Thanks to these head-to-head battles between the two major parties, a third-party candidate may have a chance to sneak in by calling the other two "too commercial" and "out of touch" with the real fans of voting. As a result, they may be able to get three or four votes. With the current trend of voter apathy, you have just found the new congressperson from your district (they thought the old gender roles sold out too).
The odds of a third party candidate being elected president are astronomically worse. They have to get a higher number of the voters in more than a couple of states than everyone else just to get partial credit (OK, some states are crazy enough to split their votes, but New Hampshire's always been kinda creepy). This system just wasn't made for a third party. This could probably be all reformed, but where's the fun in that? Plus if you're voting for Nader just to spite the system, you're giving in to The Man who is least likely to respond to a call for reform. He'll be too busy playing with his action figures in Iraq.
After the debacle in Florida in 2000, it's more than simply debatable - it's a fact that Ralph Nader votes handed the election to Bush. Despite my best efforts to prove otherwise, Republicans are not stupid and they've caught on to this (OK, they are stupid; they're just crafty enough to hide it).
In Oregon, this fact has been elevated to an art. The Oregon Family Council and Oregon Citizens for a Sound Economy are both euphemisms for right-wing special interests that tried to help Nader accumulate enough signatures to get on the ballot. CSE spokesman Matt Kibbe has even stated, "Our goal is to see Bush's agenda become the agenda for the next four years." Oregon has kept him off the ballot. Pennsylvania just threw him off because of legal problems with his papers, such as petitions "rife with forgeries." Of course this would be another attempt by activist judges to disenfranchise Pennsylvania voters like Mickey Mouse, Fred Flintstone and John Kerry, all of whom appeared in the paper work with other random names that lived at nonexistent addresses.

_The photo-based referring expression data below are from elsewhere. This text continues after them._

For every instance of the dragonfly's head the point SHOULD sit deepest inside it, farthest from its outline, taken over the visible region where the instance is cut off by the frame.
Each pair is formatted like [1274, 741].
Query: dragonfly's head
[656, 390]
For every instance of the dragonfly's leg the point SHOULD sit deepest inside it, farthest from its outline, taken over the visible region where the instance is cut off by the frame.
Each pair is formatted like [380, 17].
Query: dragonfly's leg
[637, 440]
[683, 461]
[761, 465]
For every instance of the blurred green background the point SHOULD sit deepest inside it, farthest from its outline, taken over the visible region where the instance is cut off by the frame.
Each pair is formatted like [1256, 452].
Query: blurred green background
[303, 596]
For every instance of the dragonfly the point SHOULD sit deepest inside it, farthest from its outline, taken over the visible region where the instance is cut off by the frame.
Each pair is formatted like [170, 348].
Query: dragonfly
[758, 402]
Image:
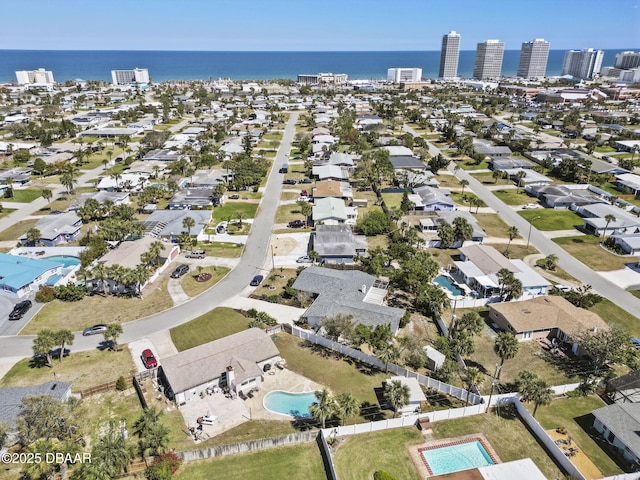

But that's not all the fun in voter land. In Colorado, one man has admitted to registering to vote not once or twice, but 35 times. How in the name of all that is holy and holding back my profanities do you manage to register 35 times for a single election? Also "Ben Affleck" and "Pancho Villa" (voting as himself) are newly minted Colorado citizens ready to vote. Whoever registered him is either a complete moron or they're getting paid for each voter they bring in. The latter is a new and wonderful trend to get people to vote, and may beat out Amway for the easiest way to make money while screwing people over. Take, for instance, Nevada. Voter Outreach of America, a private voter registration firm, managed to get so many people to register that they threw out and/or destroyed the ones filled out by Democratic voters. Apparently, the $500,000 they got from the Republican Party didn't cover the tab for voters on the other side. This would be one of the few reasons I am for the death penalty. When you make that many people's opinions cease to matter, you should cease to matter. In our round world, everything must come back to a beginning, and it ends back in Oregon where the same un-registration practices are under investigation.So for those of you who have actually been counted and registered, realize you haven't done anything yet. Sure you've registered, but now you actually have to fill in the bubble or punch out the card or chisel in the stone your preference. Then you get the sticker that says, "I voted and I'm an American, dammit."
Just make sure you don't vote for the Bush/Nader, Republimoron ticket if you want to see change.